He was supposed to be home that morning to get repairs done in his apartment, but NYCHA called Tibbs—the tenant association president at the housing authority’s West Side Urban Redevelopment (WSUR) Brownstones—to let her know he wasn’t there.
“He’s roaming the streets,” Tibbs said with assuredness. She told City Limits that the man followed the same routine every day: he would greet passersby “at the crack of dawn,” wishing them a good day. He would then collect bottles before getting something to eat at a nearby senior center.
When she spotted Larry a few minutes later, Tibbs reminded him that he’d missed the appointment, and that NYCHA would be there again the next day—he would just have to be at the door to let them in. After making sure he’d had eaten lunch, the two parted ways.
Tibbs had a full schedule ahead of her that day, when a City Limits reporter first met her in the fall of 2023. After a severe rainstorm—the heaviest downpour the city had seen in two years— three tenants had a partial ceiling collapse, and Tibbs watched as neighbors’ furniture was picked up for disposal. “Rain is my biggest problem,” she said.
But as a tenant association president, Tibbs takes pride in being part of solutions. Exactly a year later, she is now working to get the brownstones in WSUR new roofs and heating system upgrades (Larry, she told a City Limits reporter, sadly passed away a few weeks ago).
Tibbs is the leader of one of 218 active resident associations across the city’s public housing, according to NYCHA. In her time as TA president, she’s worked to install new intercoms, hosted community events and supported tenants with issues ranging from leaks to trespassers.
“I might as well run for the position,” Tibbs recalled thinking when she first took on the role in 2019. “It seemed like I was able to communicate with management and people were telling me problems they were having and I was getting them fixed.”
City Limits recently sat down with Tibbs to talk more about her role, and how tenant association leaders like her help keep the nation’s largest public housing system running. The conversation has been edited for length and clarity.
What does an average week look like for you as a TA president?
I call Monday “Monday Madness.” Monday is all the things that went wrong over the weekend that I have to discuss with management and how it wasn’t handled properly. Now that we have the [roofing] project going on, Tuesdays I am very involved with the contractors. We do bi-weekly Zooms every Tuesday and even when I’m not doing them, I’m always in constant contact with them.
Residents call every day. I get at least four calls from residents a day with severe issues, whether it be someone kicked in the lobby door or they’ve been waiting for a refrigerator for almost a year to come to their apartment.
If it’s raining, it’s really bad because anyone in the top floor apartment [that] has a leaky ceiling is going to be calling me.
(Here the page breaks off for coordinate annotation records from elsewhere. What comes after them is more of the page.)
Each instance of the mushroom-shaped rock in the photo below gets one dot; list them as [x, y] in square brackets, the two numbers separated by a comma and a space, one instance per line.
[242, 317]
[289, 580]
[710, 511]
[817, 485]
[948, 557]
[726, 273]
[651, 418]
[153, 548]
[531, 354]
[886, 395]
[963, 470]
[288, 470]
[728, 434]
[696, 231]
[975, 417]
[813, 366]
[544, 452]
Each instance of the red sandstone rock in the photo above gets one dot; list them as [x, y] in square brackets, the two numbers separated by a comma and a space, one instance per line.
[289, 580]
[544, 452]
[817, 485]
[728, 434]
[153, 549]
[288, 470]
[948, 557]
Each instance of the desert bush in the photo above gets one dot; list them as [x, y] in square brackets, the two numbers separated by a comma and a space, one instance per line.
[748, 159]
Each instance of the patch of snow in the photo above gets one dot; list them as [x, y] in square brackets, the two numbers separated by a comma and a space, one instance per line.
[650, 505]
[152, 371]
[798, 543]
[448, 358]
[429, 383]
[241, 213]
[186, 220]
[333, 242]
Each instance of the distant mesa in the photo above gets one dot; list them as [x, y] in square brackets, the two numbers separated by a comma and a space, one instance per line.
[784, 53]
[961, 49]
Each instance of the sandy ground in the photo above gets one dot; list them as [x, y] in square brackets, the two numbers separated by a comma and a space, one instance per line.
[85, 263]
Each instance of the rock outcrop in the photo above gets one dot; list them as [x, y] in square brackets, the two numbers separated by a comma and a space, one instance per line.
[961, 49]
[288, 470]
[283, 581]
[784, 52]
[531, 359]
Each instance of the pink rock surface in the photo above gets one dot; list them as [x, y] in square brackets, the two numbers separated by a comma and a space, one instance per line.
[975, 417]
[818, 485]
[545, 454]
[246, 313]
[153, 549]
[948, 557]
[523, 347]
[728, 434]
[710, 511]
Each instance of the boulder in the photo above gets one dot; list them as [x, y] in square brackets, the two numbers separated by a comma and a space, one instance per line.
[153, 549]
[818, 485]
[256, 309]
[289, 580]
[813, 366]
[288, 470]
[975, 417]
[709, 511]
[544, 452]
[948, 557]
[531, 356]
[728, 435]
Doors are getting broken into a lot more frequently and that’s an issue I’ve had to deal with the police.
Each day, I’m presented with something. There’s at least four different things each day. There’s never a day where I have to myself where someone is not calling with a problem. It’s very rare.
What is something you want people to understand about being a TA president?
For the most part, what we’ve had to keep reminding [tenants] is that we do this because we are trying to improve our developments. We live here. We want to be proud of where we live. We are people who come from different ethnic backgrounds, we have been here longer than most people have been here on the Upper West Side.
I was born and raised on the Upper West Side. I’m not going anywhere. So when new people come in and look down at us, our goal as a TA and for myself is to let them see that we are an asset to this community. We’re not a hindrance.
We don’t get paid under the table. There is no one buying us to get things done. Anything I get is either donations from my councilwoman or my assemblyperson or a nonprofit that wants to give us something because they see the work we do for our tenants. That’s how I get things done. There is no magic buddy buddy system with NYCHA where I’m getting paid under the table.
We don’t have any access to any of the money. For instance, on the roofs. We have no access to roof money. We don’t pay contractors. We don’t pay anybody. Therefore, to make assumptions that I am getting paid off with roof money is ridiculous and I find it offensive. It’s been said ‘Oh, Cynthia stole the roof money,’ if I stole the roof money, then why am I still here? Why am I still here living in NYCHA, living with the same issues everyone else is? If I stole millions of dollars, I wouldn’t be here anymore. I’d be gone.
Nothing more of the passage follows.